Tips to ease tension of family vacations

Tips to ease tension of family vacations

June 15, 2007|by JULIE E. GREENE

With a son who just graduated high school and another who is about to turn 13, this year's family vacation is all about compromise, Wendy Dahlgreen said.

Granted, that compromise is a Dahlgreen family trip to Hawaii, probably a once-in-a-lifetime trip for the family that lives east of Hagerstown, Dahlgreen said.

Hawaii has something that will interest everyone in the family, Dahlgreen said.

Having enough attractions and activities to meet the interests of everyone in the family is key to making sure everyone in the family is happy during vacation, local families said.

That's also a lesson learned from past vacations or almost vacations for the Dahlgreens.

"We've made mistakes and gone camping with extended family, but we just suffered," Dahlgreen said.

Then there was the time Wendy Dahlgreen spent days planning a family trip to the Grand Canyon only to discover her family wasn't as keen on that idea as she was, especially her eldest son, Andy, who wasn't old enough at the time to rent an all-terrain vehicle.


So instead the family went to Cape Hatteras in North Carolina during the summer of 2004.

"After we were there two days, I just wasn't happy," Dahlgreen said. "Evidently, I'm not too much of a beach person."

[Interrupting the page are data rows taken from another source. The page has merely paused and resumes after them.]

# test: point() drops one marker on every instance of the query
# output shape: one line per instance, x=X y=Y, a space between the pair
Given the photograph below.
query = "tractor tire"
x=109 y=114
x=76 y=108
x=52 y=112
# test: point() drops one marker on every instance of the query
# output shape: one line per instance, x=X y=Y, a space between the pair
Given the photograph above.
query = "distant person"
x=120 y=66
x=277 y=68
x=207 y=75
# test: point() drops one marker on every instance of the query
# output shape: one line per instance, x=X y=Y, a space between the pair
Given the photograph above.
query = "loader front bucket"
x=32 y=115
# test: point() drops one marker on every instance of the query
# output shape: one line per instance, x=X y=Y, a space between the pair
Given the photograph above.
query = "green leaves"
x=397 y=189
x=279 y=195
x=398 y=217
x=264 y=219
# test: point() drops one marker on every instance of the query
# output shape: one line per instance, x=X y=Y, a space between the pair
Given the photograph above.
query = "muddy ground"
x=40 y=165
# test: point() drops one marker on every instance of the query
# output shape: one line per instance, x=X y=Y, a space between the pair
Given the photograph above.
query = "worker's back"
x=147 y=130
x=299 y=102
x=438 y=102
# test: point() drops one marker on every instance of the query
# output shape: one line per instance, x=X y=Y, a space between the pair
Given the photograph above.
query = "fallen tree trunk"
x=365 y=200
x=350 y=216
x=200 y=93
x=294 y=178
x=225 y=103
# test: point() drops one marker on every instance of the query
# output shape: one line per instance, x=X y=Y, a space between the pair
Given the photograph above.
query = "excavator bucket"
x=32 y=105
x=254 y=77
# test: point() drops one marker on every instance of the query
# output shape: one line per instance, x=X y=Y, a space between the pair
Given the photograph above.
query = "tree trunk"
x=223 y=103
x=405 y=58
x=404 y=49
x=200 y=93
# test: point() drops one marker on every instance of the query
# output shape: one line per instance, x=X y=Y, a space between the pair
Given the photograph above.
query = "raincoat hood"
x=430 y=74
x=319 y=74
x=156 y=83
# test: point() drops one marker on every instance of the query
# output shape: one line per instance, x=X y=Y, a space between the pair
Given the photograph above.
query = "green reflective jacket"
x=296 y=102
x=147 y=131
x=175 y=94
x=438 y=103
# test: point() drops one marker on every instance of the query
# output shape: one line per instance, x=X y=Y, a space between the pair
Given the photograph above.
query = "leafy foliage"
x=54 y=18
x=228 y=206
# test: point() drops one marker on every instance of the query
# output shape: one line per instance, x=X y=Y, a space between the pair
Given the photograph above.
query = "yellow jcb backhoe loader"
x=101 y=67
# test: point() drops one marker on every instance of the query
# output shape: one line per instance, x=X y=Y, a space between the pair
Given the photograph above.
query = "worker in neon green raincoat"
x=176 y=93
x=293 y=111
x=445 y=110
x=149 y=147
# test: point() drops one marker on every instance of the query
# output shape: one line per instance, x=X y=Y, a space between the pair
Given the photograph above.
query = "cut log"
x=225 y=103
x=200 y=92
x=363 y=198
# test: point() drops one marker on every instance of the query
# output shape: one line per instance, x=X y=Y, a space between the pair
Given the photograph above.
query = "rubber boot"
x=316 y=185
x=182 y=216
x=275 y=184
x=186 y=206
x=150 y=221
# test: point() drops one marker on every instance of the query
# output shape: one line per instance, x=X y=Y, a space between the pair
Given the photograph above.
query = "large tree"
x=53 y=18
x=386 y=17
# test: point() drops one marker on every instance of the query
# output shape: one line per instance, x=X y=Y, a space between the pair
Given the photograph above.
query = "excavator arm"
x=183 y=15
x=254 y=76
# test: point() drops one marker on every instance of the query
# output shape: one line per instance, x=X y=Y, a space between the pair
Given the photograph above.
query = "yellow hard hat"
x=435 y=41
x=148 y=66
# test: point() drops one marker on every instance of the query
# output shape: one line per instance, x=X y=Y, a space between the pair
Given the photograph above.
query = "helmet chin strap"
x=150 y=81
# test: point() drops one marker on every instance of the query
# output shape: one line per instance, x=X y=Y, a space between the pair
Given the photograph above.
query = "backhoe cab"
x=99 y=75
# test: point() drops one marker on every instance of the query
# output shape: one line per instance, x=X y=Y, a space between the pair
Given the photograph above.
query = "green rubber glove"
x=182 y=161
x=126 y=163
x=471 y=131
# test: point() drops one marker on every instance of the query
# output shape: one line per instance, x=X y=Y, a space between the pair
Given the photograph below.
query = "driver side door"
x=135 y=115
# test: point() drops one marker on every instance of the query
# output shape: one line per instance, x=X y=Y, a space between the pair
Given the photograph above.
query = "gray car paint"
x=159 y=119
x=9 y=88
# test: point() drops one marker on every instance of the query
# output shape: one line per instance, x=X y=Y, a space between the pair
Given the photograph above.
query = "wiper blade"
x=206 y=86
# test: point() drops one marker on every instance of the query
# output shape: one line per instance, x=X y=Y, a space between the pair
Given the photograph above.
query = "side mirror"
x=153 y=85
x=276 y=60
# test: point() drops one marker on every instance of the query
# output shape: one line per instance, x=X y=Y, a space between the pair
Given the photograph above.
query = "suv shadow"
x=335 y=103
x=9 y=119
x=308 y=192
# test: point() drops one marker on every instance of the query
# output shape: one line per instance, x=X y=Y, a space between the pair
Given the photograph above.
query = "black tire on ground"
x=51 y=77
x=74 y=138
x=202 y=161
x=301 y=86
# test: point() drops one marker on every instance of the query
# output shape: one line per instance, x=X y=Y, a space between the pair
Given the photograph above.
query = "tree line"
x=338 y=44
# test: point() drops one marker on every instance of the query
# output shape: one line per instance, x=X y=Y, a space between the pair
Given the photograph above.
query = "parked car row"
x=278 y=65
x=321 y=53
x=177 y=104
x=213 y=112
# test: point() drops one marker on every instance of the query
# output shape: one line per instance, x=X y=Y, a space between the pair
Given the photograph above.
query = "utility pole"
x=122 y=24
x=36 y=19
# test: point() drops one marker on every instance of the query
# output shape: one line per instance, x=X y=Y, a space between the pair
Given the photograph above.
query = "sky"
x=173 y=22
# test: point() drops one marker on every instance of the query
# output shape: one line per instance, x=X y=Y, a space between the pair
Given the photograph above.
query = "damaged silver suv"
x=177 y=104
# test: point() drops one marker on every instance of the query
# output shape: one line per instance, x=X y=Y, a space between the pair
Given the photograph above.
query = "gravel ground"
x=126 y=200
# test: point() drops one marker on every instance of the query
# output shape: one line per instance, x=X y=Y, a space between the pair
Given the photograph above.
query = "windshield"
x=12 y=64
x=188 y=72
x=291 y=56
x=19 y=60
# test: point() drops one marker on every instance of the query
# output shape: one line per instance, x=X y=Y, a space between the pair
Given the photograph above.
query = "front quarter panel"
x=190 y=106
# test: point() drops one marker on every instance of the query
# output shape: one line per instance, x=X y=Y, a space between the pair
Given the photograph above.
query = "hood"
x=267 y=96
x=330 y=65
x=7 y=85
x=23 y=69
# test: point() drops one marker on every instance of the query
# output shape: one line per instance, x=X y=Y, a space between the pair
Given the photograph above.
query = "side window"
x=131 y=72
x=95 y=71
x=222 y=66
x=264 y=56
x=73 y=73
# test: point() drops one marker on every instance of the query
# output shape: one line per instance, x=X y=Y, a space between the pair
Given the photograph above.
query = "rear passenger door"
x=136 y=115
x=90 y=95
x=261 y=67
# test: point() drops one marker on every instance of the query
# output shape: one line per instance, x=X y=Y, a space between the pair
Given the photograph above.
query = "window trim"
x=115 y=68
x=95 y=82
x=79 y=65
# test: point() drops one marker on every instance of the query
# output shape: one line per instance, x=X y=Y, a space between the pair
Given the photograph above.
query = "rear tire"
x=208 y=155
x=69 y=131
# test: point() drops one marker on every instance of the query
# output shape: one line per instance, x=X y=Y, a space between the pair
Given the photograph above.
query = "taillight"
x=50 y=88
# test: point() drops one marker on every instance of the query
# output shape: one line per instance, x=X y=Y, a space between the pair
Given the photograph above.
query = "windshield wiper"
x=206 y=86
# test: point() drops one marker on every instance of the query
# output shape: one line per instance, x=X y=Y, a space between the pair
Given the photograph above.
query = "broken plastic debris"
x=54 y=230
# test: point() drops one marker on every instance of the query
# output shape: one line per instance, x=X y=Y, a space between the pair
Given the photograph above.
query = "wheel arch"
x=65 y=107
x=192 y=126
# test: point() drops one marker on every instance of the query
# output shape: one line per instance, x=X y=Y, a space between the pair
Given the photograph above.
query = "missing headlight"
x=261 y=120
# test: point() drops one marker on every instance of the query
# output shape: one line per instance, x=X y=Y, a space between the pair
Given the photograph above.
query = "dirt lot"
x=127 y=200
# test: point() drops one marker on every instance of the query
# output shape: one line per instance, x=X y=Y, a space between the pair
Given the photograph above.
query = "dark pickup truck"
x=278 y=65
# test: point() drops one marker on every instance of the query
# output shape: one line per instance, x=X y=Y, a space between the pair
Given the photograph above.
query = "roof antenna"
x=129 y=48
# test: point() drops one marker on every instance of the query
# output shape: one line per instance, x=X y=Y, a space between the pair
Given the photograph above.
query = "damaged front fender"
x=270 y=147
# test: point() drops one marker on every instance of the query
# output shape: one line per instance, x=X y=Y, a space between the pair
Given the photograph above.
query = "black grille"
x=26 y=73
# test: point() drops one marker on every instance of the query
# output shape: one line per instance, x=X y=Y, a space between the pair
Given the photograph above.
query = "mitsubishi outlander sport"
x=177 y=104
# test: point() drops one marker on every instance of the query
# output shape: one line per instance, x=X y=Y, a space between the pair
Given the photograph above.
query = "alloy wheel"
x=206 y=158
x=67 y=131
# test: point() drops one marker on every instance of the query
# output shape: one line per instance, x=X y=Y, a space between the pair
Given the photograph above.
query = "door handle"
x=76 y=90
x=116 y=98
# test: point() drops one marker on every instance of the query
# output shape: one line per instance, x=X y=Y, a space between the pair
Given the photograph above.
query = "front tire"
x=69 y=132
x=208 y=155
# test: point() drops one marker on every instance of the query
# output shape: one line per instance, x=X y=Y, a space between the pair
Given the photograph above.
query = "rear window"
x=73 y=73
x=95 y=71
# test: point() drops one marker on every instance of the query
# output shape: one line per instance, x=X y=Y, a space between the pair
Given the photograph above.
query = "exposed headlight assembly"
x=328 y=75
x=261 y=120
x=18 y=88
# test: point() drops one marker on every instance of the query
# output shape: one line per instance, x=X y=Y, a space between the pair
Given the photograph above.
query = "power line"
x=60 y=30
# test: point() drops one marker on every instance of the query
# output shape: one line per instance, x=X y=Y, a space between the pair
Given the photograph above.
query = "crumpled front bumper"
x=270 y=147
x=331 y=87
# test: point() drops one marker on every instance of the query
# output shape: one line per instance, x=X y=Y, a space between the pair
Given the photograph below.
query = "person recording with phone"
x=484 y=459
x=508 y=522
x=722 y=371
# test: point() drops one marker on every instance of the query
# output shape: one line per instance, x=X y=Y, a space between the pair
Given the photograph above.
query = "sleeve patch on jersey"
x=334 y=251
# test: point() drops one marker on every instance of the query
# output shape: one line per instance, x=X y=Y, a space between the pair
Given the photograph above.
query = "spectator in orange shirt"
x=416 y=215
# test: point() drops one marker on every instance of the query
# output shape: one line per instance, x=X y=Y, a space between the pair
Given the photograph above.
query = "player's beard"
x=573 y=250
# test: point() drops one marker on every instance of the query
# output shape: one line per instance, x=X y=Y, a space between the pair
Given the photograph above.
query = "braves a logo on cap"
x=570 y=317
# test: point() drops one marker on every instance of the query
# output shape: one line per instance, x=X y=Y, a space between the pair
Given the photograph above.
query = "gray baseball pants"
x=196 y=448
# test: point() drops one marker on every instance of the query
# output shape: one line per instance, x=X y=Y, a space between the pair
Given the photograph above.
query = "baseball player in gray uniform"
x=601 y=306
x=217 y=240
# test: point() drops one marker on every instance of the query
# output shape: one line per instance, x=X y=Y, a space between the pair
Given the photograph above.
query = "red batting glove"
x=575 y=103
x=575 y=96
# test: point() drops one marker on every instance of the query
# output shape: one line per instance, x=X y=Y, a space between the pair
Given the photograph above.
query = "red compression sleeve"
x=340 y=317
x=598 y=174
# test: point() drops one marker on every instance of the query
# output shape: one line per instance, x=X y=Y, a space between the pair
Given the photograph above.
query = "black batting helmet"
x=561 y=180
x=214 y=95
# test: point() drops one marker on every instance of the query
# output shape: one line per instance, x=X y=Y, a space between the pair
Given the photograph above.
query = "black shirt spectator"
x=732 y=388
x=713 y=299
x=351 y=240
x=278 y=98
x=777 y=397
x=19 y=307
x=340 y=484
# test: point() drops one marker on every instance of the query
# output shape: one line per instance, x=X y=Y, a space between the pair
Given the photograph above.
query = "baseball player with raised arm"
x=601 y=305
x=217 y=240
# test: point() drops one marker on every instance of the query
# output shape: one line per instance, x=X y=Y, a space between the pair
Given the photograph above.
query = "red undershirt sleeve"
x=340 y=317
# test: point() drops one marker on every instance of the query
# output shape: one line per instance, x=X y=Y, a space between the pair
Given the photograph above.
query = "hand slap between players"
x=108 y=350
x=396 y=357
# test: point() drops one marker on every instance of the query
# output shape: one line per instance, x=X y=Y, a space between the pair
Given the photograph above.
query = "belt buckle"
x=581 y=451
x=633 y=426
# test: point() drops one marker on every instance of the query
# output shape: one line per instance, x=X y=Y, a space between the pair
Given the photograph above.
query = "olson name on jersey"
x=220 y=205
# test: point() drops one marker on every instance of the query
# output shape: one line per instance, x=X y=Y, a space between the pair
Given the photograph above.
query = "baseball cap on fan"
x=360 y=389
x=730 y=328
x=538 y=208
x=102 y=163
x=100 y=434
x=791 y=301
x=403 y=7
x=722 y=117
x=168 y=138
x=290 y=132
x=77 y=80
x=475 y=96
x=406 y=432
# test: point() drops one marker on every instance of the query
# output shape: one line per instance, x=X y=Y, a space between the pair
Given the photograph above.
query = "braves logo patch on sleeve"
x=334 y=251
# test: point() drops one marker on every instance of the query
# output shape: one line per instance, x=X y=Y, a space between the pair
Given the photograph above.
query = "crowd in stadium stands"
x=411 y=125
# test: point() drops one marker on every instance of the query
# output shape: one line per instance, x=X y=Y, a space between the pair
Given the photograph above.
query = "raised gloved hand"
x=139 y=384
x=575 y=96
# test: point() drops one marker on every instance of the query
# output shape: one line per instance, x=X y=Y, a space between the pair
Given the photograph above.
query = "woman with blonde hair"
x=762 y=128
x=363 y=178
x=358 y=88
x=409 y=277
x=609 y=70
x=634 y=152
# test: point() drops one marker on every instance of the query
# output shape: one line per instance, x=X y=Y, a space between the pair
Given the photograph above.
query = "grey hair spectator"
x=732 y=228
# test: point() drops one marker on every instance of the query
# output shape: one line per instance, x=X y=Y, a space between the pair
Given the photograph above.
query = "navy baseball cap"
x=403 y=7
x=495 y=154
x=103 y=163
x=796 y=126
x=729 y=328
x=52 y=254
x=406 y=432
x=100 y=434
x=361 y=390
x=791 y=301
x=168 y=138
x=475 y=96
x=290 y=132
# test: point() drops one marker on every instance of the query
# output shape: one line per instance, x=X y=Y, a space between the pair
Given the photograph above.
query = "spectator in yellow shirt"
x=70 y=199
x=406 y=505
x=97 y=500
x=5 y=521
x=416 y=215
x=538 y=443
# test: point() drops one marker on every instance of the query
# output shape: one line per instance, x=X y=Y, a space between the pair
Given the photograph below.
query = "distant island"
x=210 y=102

But the vacation was saved when the family decided to drive their pickup truck, pulling a camper, to Cherokee on the other side of North Carolina by the Blue Ridge Mountains.

Dahlgreen enjoyed herself thanks to the hiking opportunities and the family had fun doing various outdoor activities.

Instead of trudging through what would make them miserable, the Dahlgreens cut their losses, made an unplanned change and struck it lucky.

With school out, summer is a popular time for family vacations.

AAA Mid-Atlantic estimated that 57 percent of U.S. households with children younger than 18 were traveling Memorial Day weekend with the kids, spokeswoman Ragina Averella said.

AAA projected that 38.3 million Americans would travel that holiday weekend.

There is compromise with Hawaii.

Andy, now 18, gets to bring along his girlfriend - a concession Wendy and Marty Dahlgreen made because they wanted their oldest along on this family vacation. Last year he chose to get a summer job rather than accompany the family on a RV trip to Yellowstone National Park.

While the boys look forward to visiting Pearl Harbor and reading all the display information about the USS Arizona, they will accompany mom on a ocean kayak excursion to a nature preserve on a small island where they will share a picnic lunch and could spot sea turtles.

"I'm going to make them do that with me," said Wendy Dahlgreen, who isn't as excited as the men in the family about the Pearl Harbor visit.

For the Twigg family of Keedysville, planning a vacation means including fishing, Barb Twigg said.

While she and her husband, Andy, don't fish, all three of their sons enjoy it.

"They just need a pretty good watering hole. A beach is nice for that," Barb Twigg said.

Last year, the family went to Nags Head, N.C., where she could "do the beach thing," youngest son Matthew, now 9, fished from a pier and older sons Aaron and Nathan, now both 18, also went on a deep-sea fishing excursion.

Camping also is a popular choice for the family because all of them like the outdoors.

One thing they don't do anymore for an entire weekend is ski because Nathan lost interest in that activity.

So planning a trip with a destination that has something for everyone is a great way to make the entire family happy during vacation.

But, what if the family is visiting relatives so the destination isn't a debate?

There are still things that can be done to make the trip fun beyond seeing extended family, Averella said.

Involve the children in other activities that perhaps the family doesn't have time for during the school year, Averella said. This could include going to the movie theater or pool, playing miniature golf, visiting museums and amusement parks.

If families are renting a car for their trip, getting a spacious car can make the trip more comfortable for everyone, according to AAA. A rental car with a DVD player has the added bonus of helping to keep the kids amused.

Wendy Dahlgreen said when her family visited her mother-in-law in California six years ago, she did research ahead of time to find out what else was in the area. They ended up seeing an old gold town and mine and a railroad museum in Sacramento.

"Whoever is the vacation planner, they tend to look at that person like you're the travel agent and they expect you to have the answers," she said.